One of the things showing the communist mode of production’s utopian character is its postulated universality: the way it envisages the disappearance of cultural and national particularities. Here we have an idealist concept having no connection with the theory of contradiction as a permanent motor of history. This is really a residue (and maybe more than a residue) of speculative thought in Marx—in any case, an idea taken over from the Aufklärung.

Let me take up your question on the nation as an invariable cutting across modes of production. The question contains a snare. Why is this? Because the nation is in one sense a historically determined mode of existence, and to this extent a variable; yet what the nation expresses, that of which the nation is made, is an invariable. So while it is quite true that the nation is a historically transient category as something arising out of the ruins of feudalism, etc., historically determinate and hence variable, yet it is so as one phase of a primary determinant that remains invariable: the cultural organization of the human collectivity in question. This is what the Greeks called the Polis, and it extends from the days of clan and lineage to the nations of the present-day world; afterwards, it will go on developing.

I am pushing your question a stage further, if you like. We should not become obsessed by the determinate historical form of the nation-state, but try to see what that form is made out of. It is created from a natural organization proper to homo sapiens, one through which life itself is rendered untouchable, or sacred. This sacred character constitutes the real national question. This may appear a spiritualist notion, on the face of it. Well let me point out that all the official declarations of the existing socialist states do define their national soil as literally sacred, and also the duty of defending it. A strange terminology . . . for instance, during the Sino-Soviet conflict in the Far East military bulletins from both sides of the Yalu river employed the word ‘sacred’. We find this involuntarily religious vocabulary in Cuba, Poland, everywhere, as well as in the ussr and China—wherever the notion of their national territory is questioned. Strange; you may perhaps object that it is merely the mechanical residue of an out-of-date vocabulary? I believe it should be taken more seriously than this; it may be a lapsus, but is at least a significant lapsus.

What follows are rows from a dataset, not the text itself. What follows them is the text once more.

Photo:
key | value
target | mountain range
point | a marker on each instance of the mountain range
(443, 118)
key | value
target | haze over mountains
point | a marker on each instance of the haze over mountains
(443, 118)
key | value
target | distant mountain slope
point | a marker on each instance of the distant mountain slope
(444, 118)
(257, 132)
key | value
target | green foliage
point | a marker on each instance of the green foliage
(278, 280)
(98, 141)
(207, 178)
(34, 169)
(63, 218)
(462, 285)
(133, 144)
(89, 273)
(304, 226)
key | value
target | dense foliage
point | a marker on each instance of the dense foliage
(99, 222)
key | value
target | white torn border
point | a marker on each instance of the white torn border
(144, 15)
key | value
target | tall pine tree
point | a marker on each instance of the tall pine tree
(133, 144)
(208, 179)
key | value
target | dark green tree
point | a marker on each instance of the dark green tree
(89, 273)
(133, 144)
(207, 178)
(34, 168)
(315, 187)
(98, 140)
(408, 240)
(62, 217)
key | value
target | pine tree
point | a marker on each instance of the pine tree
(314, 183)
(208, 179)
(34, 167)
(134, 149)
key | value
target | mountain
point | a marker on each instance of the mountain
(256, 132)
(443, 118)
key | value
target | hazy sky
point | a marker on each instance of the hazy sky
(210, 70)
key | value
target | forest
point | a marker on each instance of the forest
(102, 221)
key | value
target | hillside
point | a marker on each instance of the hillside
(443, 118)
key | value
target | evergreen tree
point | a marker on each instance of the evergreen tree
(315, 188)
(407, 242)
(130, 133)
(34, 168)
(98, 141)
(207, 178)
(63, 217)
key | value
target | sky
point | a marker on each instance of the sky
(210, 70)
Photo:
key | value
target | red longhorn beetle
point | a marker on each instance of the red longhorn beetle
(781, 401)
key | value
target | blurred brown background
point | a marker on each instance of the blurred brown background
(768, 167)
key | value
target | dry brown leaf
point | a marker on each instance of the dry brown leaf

Now a slight shift of perspective: it is my belief that we must locate the nation phenomenon within general laws regulating the survival of the human species. This survival is won against death. Against entropy, that is, against the degradation of energy affecting thermal systems as well as human ones. Entropy is chaos, disorder, of which there are two concrete or perceptible aspects: time as the irreversible passage from life into death, as that which never returns; and on the other hand spatial disintegration, the disaggregation of a community and its reversion to an arbitrary state, to determination by mere probability. These are the twin threats of disorder and death. Over against them the human species necessarily sets two anti-death processes which enter into all forms of society, and hence must be considered primary or anthropological determinants.